I don't recall any us us having a constitutional right to fly, let alone a right to fly anonymously. But for those who hate the ADS-B concept? Move out of the cities. Stay out of classified airspace. Live free. The regulations have provided the option.
Just because a design is a POS doesn’t make it non-useful. It’s just an engineering analysis of it.
Well, I guess everyone needs to have something to worry about. Someone watching me on ADS-B ain't on my list, but to each their own.
You’ve probably never been stalked. Stalked by someone intent on stalking for no reason whatsoever other than the fact that they have a completely broken brain and need to be isolated from society but can’t be, because they “haven’t done anything illegal yet”.
I do hope you never get to “enjoy” that insanity. And insanity it is.
Look at it this way. Got a daughter? Think if she bought an airplane and went places with it that everyone needs to know where that airplane goes at all times?
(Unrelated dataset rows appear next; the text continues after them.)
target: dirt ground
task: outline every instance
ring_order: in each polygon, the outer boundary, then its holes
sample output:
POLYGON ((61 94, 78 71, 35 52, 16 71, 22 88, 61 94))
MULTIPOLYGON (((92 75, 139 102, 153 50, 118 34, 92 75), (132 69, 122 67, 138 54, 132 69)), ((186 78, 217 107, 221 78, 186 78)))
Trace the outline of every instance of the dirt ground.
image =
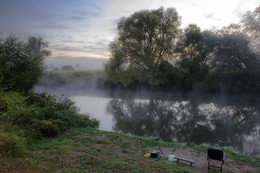
MULTIPOLYGON (((217 173, 220 169, 208 171, 206 153, 180 145, 162 145, 161 159, 144 157, 145 153, 157 150, 157 144, 147 139, 133 138, 112 132, 66 133, 53 140, 46 140, 32 153, 39 163, 41 172, 179 172, 179 173, 217 173), (195 160, 189 163, 168 161, 169 155, 195 160), (51 171, 50 171, 51 170, 51 171)), ((235 161, 226 153, 223 172, 257 173, 260 169, 249 165, 250 162, 235 161)), ((219 161, 211 164, 220 166, 219 161)), ((256 163, 256 165, 259 165, 256 163)), ((1 166, 1 164, 0 164, 1 166)), ((1 171, 0 171, 1 172, 1 171)), ((24 171, 26 172, 26 171, 24 171)), ((38 171, 39 172, 39 171, 38 171)))
MULTIPOLYGON (((195 163, 193 164, 194 167, 199 169, 201 172, 208 172, 208 161, 206 159, 206 153, 202 154, 193 149, 182 148, 176 149, 176 151, 174 152, 172 151, 172 148, 169 147, 161 147, 161 149, 163 153, 161 153, 160 155, 162 157, 168 158, 168 155, 173 154, 186 159, 195 160, 195 163)), ((220 166, 221 162, 212 160, 211 164, 220 166)), ((217 170, 217 168, 212 169, 217 170)), ((226 157, 225 163, 223 165, 223 172, 257 172, 257 168, 252 168, 250 166, 241 167, 241 165, 226 157)))
MULTIPOLYGON (((99 136, 99 138, 100 138, 100 136, 99 136)), ((106 137, 102 136, 101 138, 102 138, 102 140, 105 140, 106 137)), ((120 141, 120 142, 123 142, 123 141, 120 141)), ((124 142, 127 142, 127 141, 124 141, 124 142)), ((129 141, 129 142, 131 142, 131 141, 129 141)), ((140 149, 141 146, 139 144, 136 144, 136 145, 138 145, 139 146, 138 149, 140 149)), ((121 156, 127 155, 125 153, 122 153, 120 148, 111 148, 110 146, 106 146, 106 147, 107 147, 107 149, 113 150, 114 152, 118 153, 121 156)), ((211 171, 208 171, 208 161, 206 158, 206 153, 202 153, 202 152, 196 151, 191 148, 172 148, 172 147, 165 147, 165 146, 160 147, 160 148, 161 148, 162 152, 160 152, 159 155, 161 156, 162 159, 168 160, 169 155, 175 155, 175 156, 179 156, 179 157, 186 158, 189 160, 195 160, 193 167, 197 168, 199 170, 199 172, 202 172, 202 173, 203 172, 207 172, 207 173, 208 172, 220 172, 219 171, 220 169, 218 169, 218 168, 211 168, 211 171)), ((137 149, 137 148, 135 148, 135 149, 137 149)), ((148 151, 152 151, 154 149, 157 149, 157 148, 149 148, 148 151)), ((135 155, 137 157, 144 157, 141 150, 139 150, 139 152, 136 152, 135 155)), ((180 162, 182 162, 182 161, 180 161, 180 162)), ((183 163, 187 163, 187 162, 183 162, 183 163)), ((189 164, 189 163, 187 163, 187 164, 189 164)), ((221 162, 211 160, 210 164, 215 165, 215 166, 220 166, 221 162)), ((259 168, 252 167, 250 165, 244 165, 244 164, 241 165, 238 162, 231 160, 228 157, 228 155, 226 155, 225 162, 222 166, 222 170, 223 170, 223 172, 239 172, 239 173, 240 172, 242 172, 242 173, 244 173, 244 172, 245 173, 254 173, 255 172, 255 173, 257 173, 259 168)))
Do they even need to know when she has to fly in ADS-B required airspace?
How about in her car? If the city decided to publish all the plate reading equipment and locations of all vehicles those see passing them and said it was for “safety” (when there’s clearly no safety reason for that) and just published it without announcement, and also had all of the information broadcast in the clear with no encryption over hundreds of miles for no reason whatsoever, would you call that a good design of a data system they claim to “need”?
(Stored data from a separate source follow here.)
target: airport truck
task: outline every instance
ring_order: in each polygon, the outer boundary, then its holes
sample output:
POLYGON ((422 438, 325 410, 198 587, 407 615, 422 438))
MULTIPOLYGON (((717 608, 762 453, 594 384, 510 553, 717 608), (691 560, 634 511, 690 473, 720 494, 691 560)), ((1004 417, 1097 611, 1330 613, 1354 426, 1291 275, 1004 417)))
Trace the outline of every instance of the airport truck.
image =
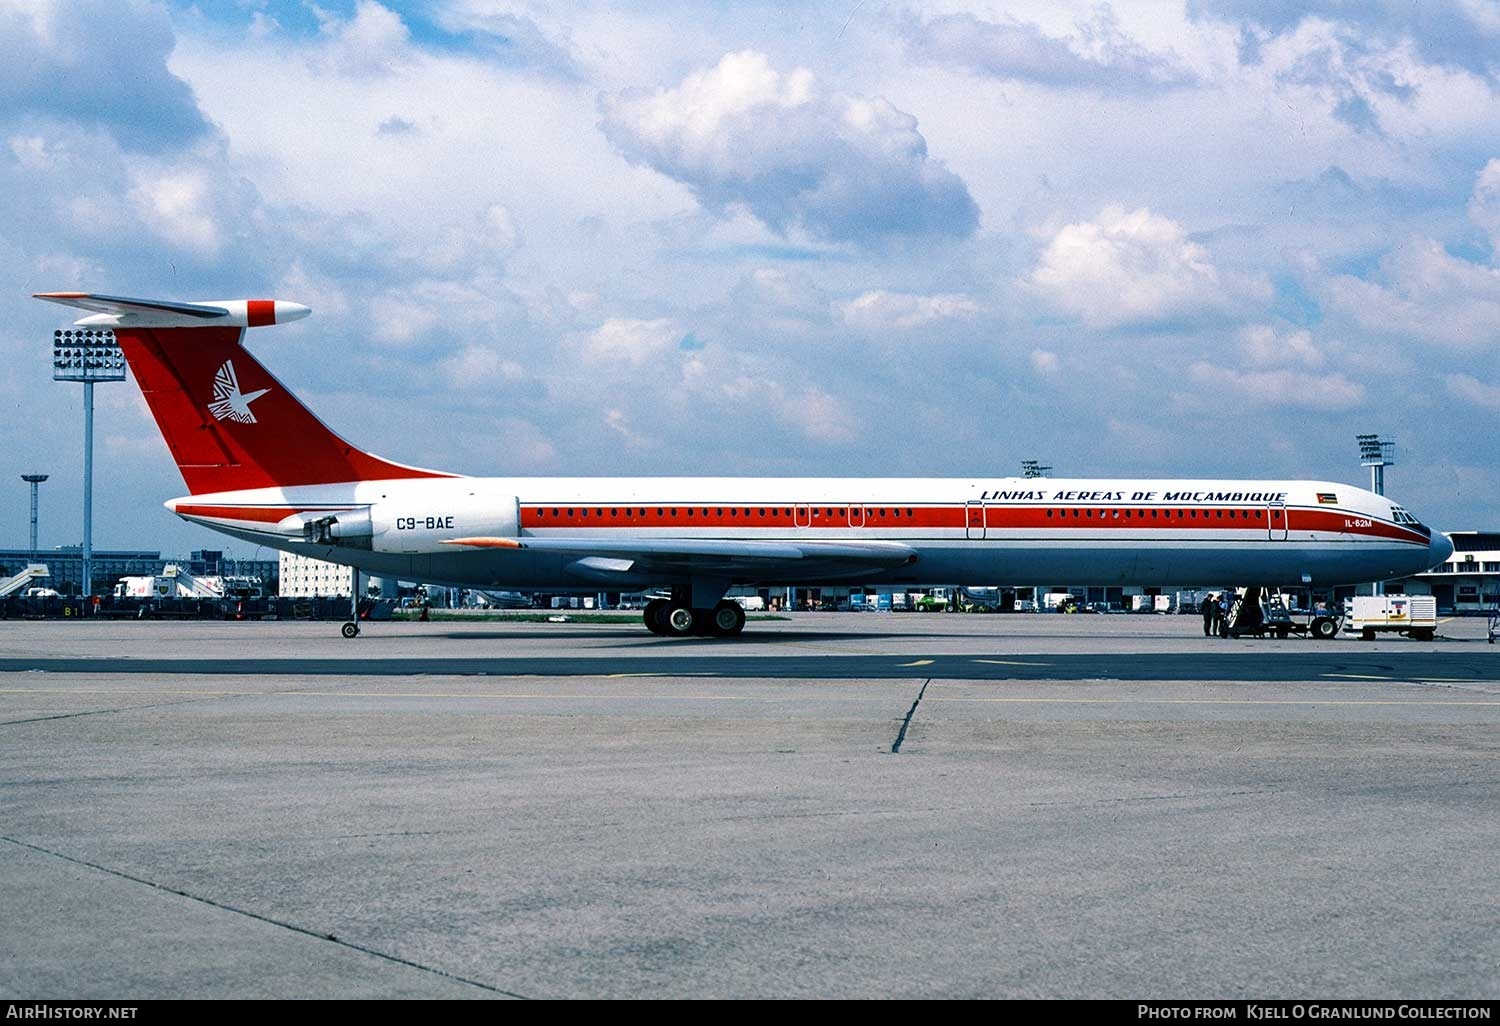
POLYGON ((116 598, 209 598, 258 599, 258 577, 195 576, 176 563, 168 563, 157 575, 122 577, 115 585, 116 598))
POLYGON ((1437 632, 1437 599, 1431 595, 1356 595, 1344 600, 1344 632, 1366 641, 1377 633, 1422 641, 1437 632))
There’s levels of stupidity in information tracking and this one is waaaaaay up there. Remember, ADS-B for the billions spent hasn’t met a single public goal it had, yet.
It was supposed to be for cramming more aircraft into airspace, per the public reasoning for paying for it, which was already limited by time, speed, distance, and see and avoid timeframes. The public goal keeps changing to obfuscate that it has absolutely nothing to do with traffic management.
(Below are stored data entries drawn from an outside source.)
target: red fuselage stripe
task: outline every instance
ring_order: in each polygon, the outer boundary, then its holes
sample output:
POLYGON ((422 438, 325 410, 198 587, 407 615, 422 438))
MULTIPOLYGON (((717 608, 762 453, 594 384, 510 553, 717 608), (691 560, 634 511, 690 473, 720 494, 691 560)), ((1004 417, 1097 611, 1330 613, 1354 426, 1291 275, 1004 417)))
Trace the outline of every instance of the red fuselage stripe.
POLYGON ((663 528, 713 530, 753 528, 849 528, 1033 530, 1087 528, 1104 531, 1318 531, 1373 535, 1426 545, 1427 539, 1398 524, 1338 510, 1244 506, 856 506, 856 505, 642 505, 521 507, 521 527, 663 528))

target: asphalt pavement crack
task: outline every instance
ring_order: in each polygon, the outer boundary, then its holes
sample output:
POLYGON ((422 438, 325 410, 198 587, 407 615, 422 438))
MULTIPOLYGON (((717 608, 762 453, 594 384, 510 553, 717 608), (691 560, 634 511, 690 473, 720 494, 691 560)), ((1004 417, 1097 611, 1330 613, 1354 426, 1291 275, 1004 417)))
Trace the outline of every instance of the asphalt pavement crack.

And all of the “nice to have” features like weather are provided only on an “as able” basis. They’re secondary or tertiary to the tracking function.
The tracking function wasn’t even capable of handling all of the traffic in certain required areas at the time of design. Worked as Capstone in Alaska but when it went “oooh, we can get billions and force this garbage nation-wide) all of a sudden you have to bolt on UAT to even make the thing handle the traffic load.
It’s truly a POS, design-wise. No proper identification or repudiation of received transmissions, antenna blockages in many modes where safety is “assumed” but not properly guaranteed by a rebroadcast of the ground station, the asinine “hockey puck” that drives safety right out the window just to save on air time, the thing of discreet codes that never change to N-numbers broadcasting it all in the clear without encryption, dual frequency and diddling with ground stations having to figure out which things to rebroadcast on which transmitter... the list goes on.
It’s just a system where some bureaucrat shoved some loan money through in Alaska to various entities and came up with something that at best was a good stop-gap for the lack of information and control up there, and then realized they could make a multi-billion dollar land-grab by forcing it on the rest of CONUS — without doing a proper design for what might actually be needed, proper bandwidth for the data expected, and no need whatsoever to broadcast anything in the clear in a command and control/safety system.
The only good news is it only ran the deficit up by small double digit billions instead of triple digit, of they’d have done a real design and needs analysis and been honest about system capabilities when pitching it to Congress.
Example: Why the hell isn’t a tracked D-ATIS request system and requested clearance delivery included in this system, and yet available from AIRINC on private systems and frequencies for decades now? Because it wasn’t DESIGNED properly as an aviation two-way data system. It was designed as an add-on to transponders and Mode-S and you can see the “bolt on” mentality in the design if you’ve done any systems design work. The marketing wank to pretend it’s something it can barely handle, is even funnier.